There are more than 3,000 backstretch workers at Santa Anita, those who are tasked with everything from grooming horses to picking up after them. Most workers are originally from Central America and 80% live at the track, according to de la Torre. He said if Santa Anita were to be closed, most of the workers would be homeless.
"Right now in the city of Los Angeles we have 59,000 people and counting who are homeless on our streets," he said. "We don’t want to contribute to that social problem."
It remains a mystery why there have been so many horse deaths at Santa Anita this season. After the most recent death last Sunday, the California Horse Racing Board called on racing to be suspended for the rest of the season. But Santa Anita’s owners, The Stronach Group, ignored the request.
A bill supported by Newsom giving the board more power to shut down racing is working its way through the California Legislature.

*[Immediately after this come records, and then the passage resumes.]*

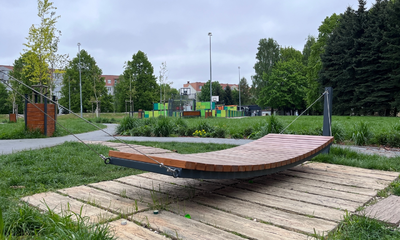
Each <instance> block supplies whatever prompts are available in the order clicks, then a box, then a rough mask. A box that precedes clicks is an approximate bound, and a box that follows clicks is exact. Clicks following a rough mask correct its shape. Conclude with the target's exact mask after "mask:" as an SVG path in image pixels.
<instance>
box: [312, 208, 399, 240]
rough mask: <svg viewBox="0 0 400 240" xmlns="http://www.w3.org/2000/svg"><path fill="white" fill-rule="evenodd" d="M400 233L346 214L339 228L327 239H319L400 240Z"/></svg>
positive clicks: (320, 236)
mask: <svg viewBox="0 0 400 240" xmlns="http://www.w3.org/2000/svg"><path fill="white" fill-rule="evenodd" d="M399 238H400V231H399V230H398V229H397V228H393V227H391V226H389V225H387V224H385V223H383V222H380V221H378V220H375V219H371V218H367V217H365V216H359V215H350V214H349V213H348V212H346V214H345V216H344V218H343V221H342V222H340V223H339V226H338V227H337V228H336V229H335V230H334V231H332V232H330V233H329V234H328V235H327V236H326V237H322V236H320V235H319V236H318V235H317V239H371V240H372V239H376V240H380V239H399Z"/></svg>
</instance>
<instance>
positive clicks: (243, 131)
mask: <svg viewBox="0 0 400 240" xmlns="http://www.w3.org/2000/svg"><path fill="white" fill-rule="evenodd" d="M253 131H254V128H253V127H247V128H245V129H244V130H243V136H246V137H248V136H250V135H251V134H252V133H253Z"/></svg>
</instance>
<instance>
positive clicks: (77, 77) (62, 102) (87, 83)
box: [59, 49, 112, 112]
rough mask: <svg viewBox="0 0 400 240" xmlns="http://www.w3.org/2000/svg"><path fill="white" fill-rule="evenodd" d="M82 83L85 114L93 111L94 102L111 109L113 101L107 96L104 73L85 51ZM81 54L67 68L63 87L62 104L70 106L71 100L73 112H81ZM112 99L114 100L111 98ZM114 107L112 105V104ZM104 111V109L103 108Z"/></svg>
mask: <svg viewBox="0 0 400 240" xmlns="http://www.w3.org/2000/svg"><path fill="white" fill-rule="evenodd" d="M80 63H81V81H82V84H81V85H82V107H83V112H87V111H91V110H92V104H93V100H94V99H97V100H98V101H100V106H104V107H105V108H107V109H109V108H110V106H109V105H110V104H111V102H110V101H111V100H110V97H109V96H107V88H106V87H105V81H104V78H103V77H101V74H102V71H101V69H100V68H99V67H98V66H97V64H96V61H95V60H94V58H93V57H92V56H90V55H89V54H88V53H87V52H86V51H85V50H83V49H82V50H81V52H80ZM79 82H80V80H79V53H78V54H77V56H76V57H75V58H74V59H72V61H71V62H70V63H69V65H68V66H67V68H66V71H65V74H64V78H63V87H62V88H61V95H62V97H61V99H60V100H59V102H60V104H61V105H63V106H68V105H69V99H71V110H72V111H73V112H80V84H79ZM111 99H112V98H111ZM111 105H112V104H111ZM101 109H102V110H103V107H101Z"/></svg>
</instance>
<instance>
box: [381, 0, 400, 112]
mask: <svg viewBox="0 0 400 240" xmlns="http://www.w3.org/2000/svg"><path fill="white" fill-rule="evenodd" d="M387 12H388V13H387V14H388V21H387V23H386V24H387V31H386V32H385V33H384V38H383V39H384V41H385V42H386V45H385V46H383V47H382V48H383V52H382V55H383V60H382V64H384V65H385V66H387V67H388V68H389V69H388V70H389V73H388V75H389V79H388V81H389V85H391V86H393V89H392V90H391V91H390V97H391V98H392V101H391V107H392V109H393V111H394V113H397V112H398V111H399V110H400V94H399V92H400V27H399V26H400V1H399V0H395V1H389V3H388V6H387Z"/></svg>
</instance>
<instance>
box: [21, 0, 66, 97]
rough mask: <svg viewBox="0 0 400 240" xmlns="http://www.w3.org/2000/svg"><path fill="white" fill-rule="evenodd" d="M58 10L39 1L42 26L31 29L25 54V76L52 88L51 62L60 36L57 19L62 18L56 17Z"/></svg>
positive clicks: (49, 4) (39, 24) (58, 16)
mask: <svg viewBox="0 0 400 240" xmlns="http://www.w3.org/2000/svg"><path fill="white" fill-rule="evenodd" d="M56 9H57V8H56V7H54V6H53V3H52V2H49V1H48V0H43V1H41V0H38V17H39V18H40V24H39V25H38V26H35V25H32V26H31V27H30V29H29V36H28V37H27V38H26V39H27V43H25V44H24V45H25V47H26V49H24V52H25V53H28V54H26V57H25V61H26V63H27V64H26V65H24V68H23V71H24V74H25V75H26V76H27V77H28V78H29V79H30V81H32V82H34V83H36V84H39V85H47V86H49V85H50V86H51V83H50V82H49V79H51V78H50V74H49V61H50V59H52V58H53V57H54V54H55V52H56V51H57V44H58V39H59V38H58V35H59V34H60V31H58V30H57V29H56V27H55V24H56V23H57V19H58V18H60V16H55V12H54V10H56ZM41 91H42V89H41Z"/></svg>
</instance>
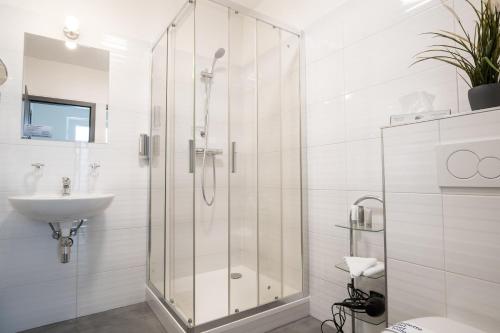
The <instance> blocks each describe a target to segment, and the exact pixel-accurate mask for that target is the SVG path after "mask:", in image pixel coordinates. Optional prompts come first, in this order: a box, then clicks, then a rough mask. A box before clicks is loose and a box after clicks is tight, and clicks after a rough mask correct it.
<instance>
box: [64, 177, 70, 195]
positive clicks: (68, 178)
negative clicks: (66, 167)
mask: <svg viewBox="0 0 500 333" xmlns="http://www.w3.org/2000/svg"><path fill="white" fill-rule="evenodd" d="M70 194H71V179H69V177H63V195H70Z"/></svg>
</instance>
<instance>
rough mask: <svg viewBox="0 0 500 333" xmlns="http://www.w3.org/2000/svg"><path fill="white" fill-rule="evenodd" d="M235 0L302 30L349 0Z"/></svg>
mask: <svg viewBox="0 0 500 333" xmlns="http://www.w3.org/2000/svg"><path fill="white" fill-rule="evenodd" d="M233 1H234V2H236V3H238V4H240V5H242V6H245V7H247V8H250V9H253V10H255V11H257V12H260V13H263V14H265V15H267V16H270V17H273V18H275V19H277V20H278V21H281V22H283V23H286V24H288V25H290V26H293V27H296V28H298V29H299V30H302V29H305V28H307V27H308V26H309V25H311V24H312V23H313V22H314V21H316V20H317V19H319V18H321V17H322V16H324V15H325V14H326V13H328V12H329V11H331V10H333V9H334V8H336V7H338V6H339V5H340V4H342V3H343V2H345V1H347V0H233Z"/></svg>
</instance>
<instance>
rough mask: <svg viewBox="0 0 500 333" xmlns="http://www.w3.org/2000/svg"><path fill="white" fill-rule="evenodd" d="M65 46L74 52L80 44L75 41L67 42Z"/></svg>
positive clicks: (65, 44)
mask: <svg viewBox="0 0 500 333" xmlns="http://www.w3.org/2000/svg"><path fill="white" fill-rule="evenodd" d="M64 44H65V45H66V47H67V48H68V49H70V50H74V49H76V48H77V47H78V44H77V43H76V42H75V41H74V40H67V41H66V43H64Z"/></svg>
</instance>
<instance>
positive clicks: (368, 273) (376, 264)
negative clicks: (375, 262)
mask: <svg viewBox="0 0 500 333" xmlns="http://www.w3.org/2000/svg"><path fill="white" fill-rule="evenodd" d="M384 270H385V265H384V263H383V262H381V261H379V262H377V264H376V265H375V266H372V267H370V268H367V269H365V270H364V271H363V275H364V276H368V277H370V276H373V275H375V274H378V273H380V272H383V271H384Z"/></svg>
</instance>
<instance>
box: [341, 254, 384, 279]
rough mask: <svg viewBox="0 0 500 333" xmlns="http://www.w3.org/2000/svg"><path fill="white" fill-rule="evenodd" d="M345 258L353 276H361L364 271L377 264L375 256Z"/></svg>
mask: <svg viewBox="0 0 500 333" xmlns="http://www.w3.org/2000/svg"><path fill="white" fill-rule="evenodd" d="M344 260H345V262H346V264H347V267H349V272H350V273H351V277H353V278H354V277H359V276H360V275H361V274H363V271H365V270H366V269H368V268H370V267H372V266H375V265H376V264H377V259H375V258H363V257H344Z"/></svg>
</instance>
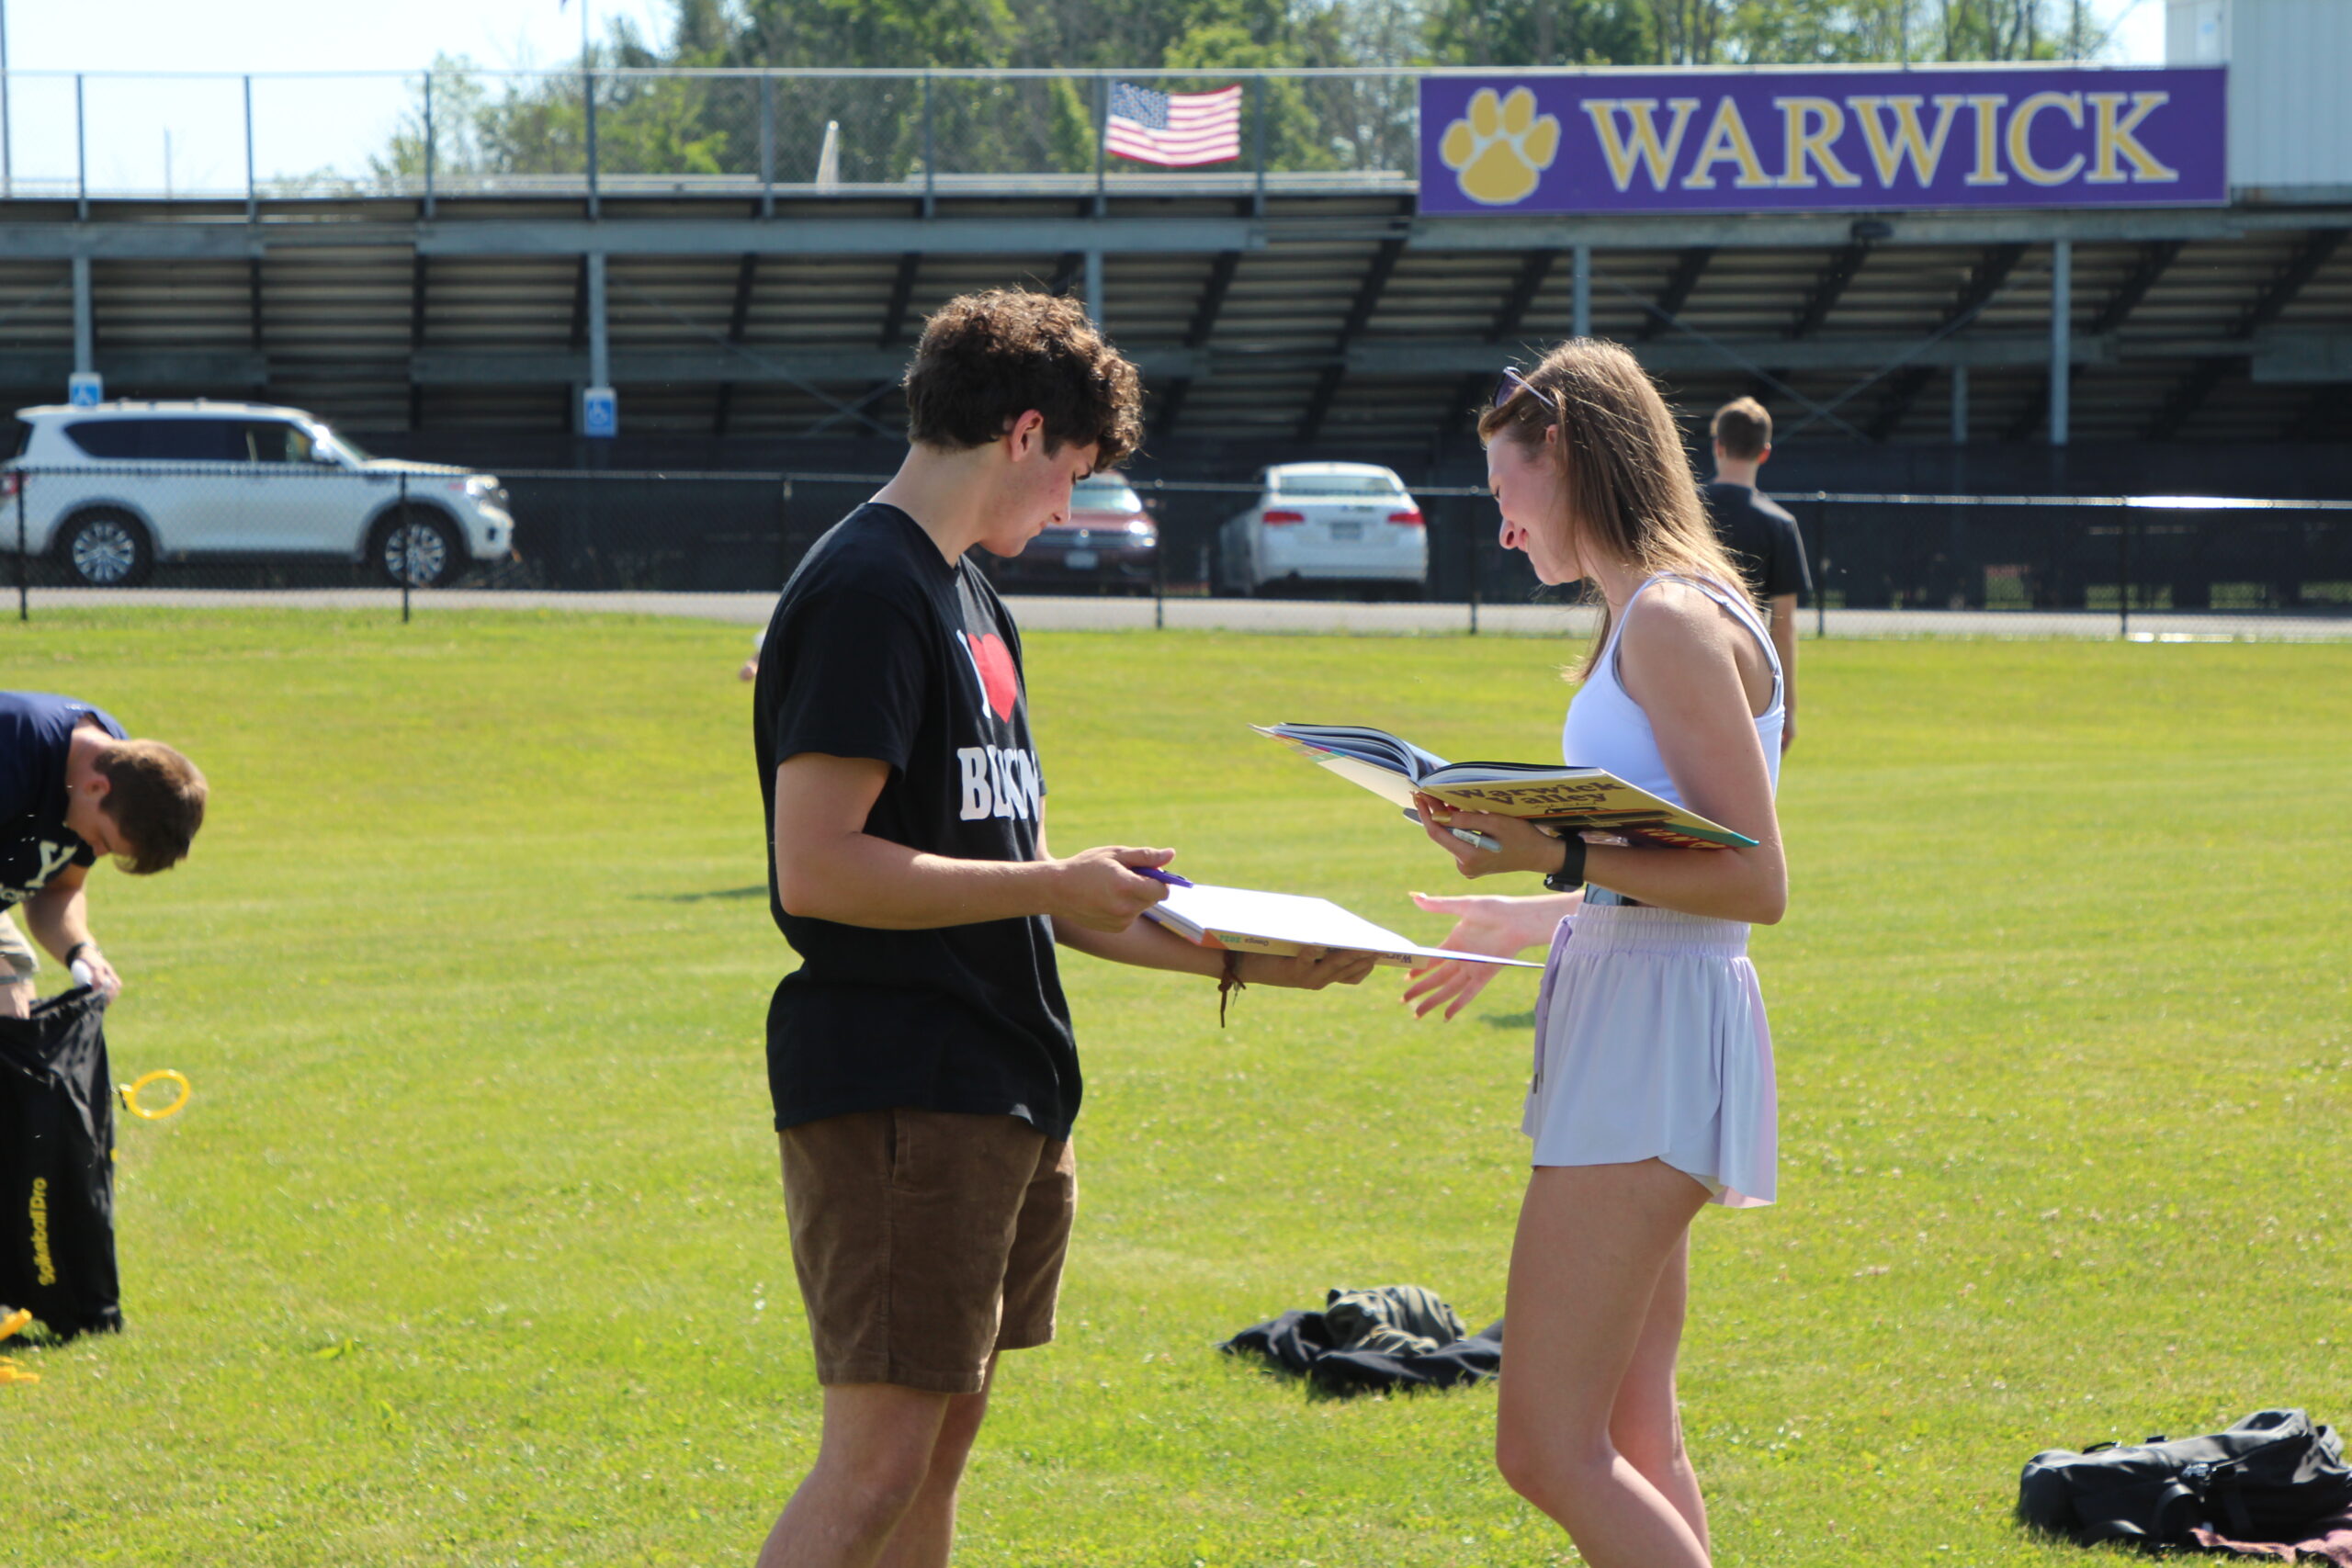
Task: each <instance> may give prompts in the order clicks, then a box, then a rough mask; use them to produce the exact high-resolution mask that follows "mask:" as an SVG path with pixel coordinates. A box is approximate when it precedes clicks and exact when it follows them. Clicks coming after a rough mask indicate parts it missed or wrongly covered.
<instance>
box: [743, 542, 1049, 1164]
mask: <svg viewBox="0 0 2352 1568" xmlns="http://www.w3.org/2000/svg"><path fill="white" fill-rule="evenodd" d="M753 752H755V762H757V769H760V799H762V804H764V806H767V820H769V825H771V832H774V820H776V764H779V762H786V759H790V757H795V755H802V752H823V755H828V757H866V759H873V762H887V764H889V780H887V783H884V785H882V795H880V797H877V799H875V804H873V811H870V813H868V818H866V832H868V835H873V837H877V839H889V842H891V844H906V846H908V849H920V851H929V853H936V856H950V858H955V860H1035V858H1037V823H1040V811H1037V809H1040V802H1042V799H1044V778H1042V773H1040V769H1037V748H1035V745H1033V743H1030V726H1028V693H1025V689H1023V679H1021V632H1018V628H1014V618H1011V614H1009V611H1007V609H1004V602H1002V599H997V592H995V588H990V585H988V578H983V576H981V569H978V567H974V564H971V562H969V559H960V562H955V564H948V562H946V559H943V557H941V555H938V545H934V543H931V538H929V534H924V531H922V524H917V522H915V520H913V517H908V515H906V512H901V510H898V508H894V505H877V503H866V505H861V508H858V510H854V512H851V515H849V517H847V520H842V522H840V524H837V527H835V529H833V531H828V534H826V536H823V538H818V541H816V545H811V548H809V555H807V557H804V559H802V562H800V571H795V574H793V581H790V583H786V588H783V599H781V602H779V604H776V616H774V621H769V628H767V642H764V646H762V651H760V679H757V686H753ZM769 912H771V914H774V919H776V926H779V929H781V931H783V936H786V940H790V943H793V950H795V952H797V954H800V959H802V966H800V969H797V971H793V973H790V976H786V978H783V985H779V987H776V999H774V1004H771V1006H769V1013H767V1077H769V1093H771V1095H774V1100H776V1128H779V1131H781V1128H790V1126H800V1124H802V1121H816V1119H821V1117H840V1114H849V1112H863V1110H891V1107H901V1105H906V1107H920V1110H946V1112H971V1114H1004V1117H1018V1119H1023V1121H1028V1124H1030V1126H1035V1128H1037V1131H1042V1133H1044V1135H1047V1138H1068V1135H1070V1119H1073V1117H1077V1100H1080V1074H1077V1044H1075V1039H1073V1037H1070V1006H1068V1001H1065V999H1063V992H1061V973H1058V969H1056V964H1054V926H1051V922H1049V919H1047V917H1042V914H1033V917H1025V919H988V922H971V924H962V926H938V929H931V931H877V929H870V926H847V924H837V922H828V919H816V917H809V914H790V912H786V907H783V898H779V896H776V856H774V842H771V844H769Z"/></svg>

De la Torre said workers support stricter safety regulations, but they see no need to suspend operations.
"We want to modernize the horse racing industry, he said. "We all support that. Because we understand that by supporting and protecting those measures that will protect our horses, we will protect our jobs and our livelihoods."
The workers, many of whom have been at Santa Anita for decades, stress it’s not just their jobs they care about.
"We do not like to lose one single animal," said Leandro Mora, who has worked at Santa Anita since the '70s, when he said he fell in love with horses. "We love them all. Those are our kids."
PETA issued a statement before the rally: "The backstretch workers have very little chance of continuing employment if horses keep dying."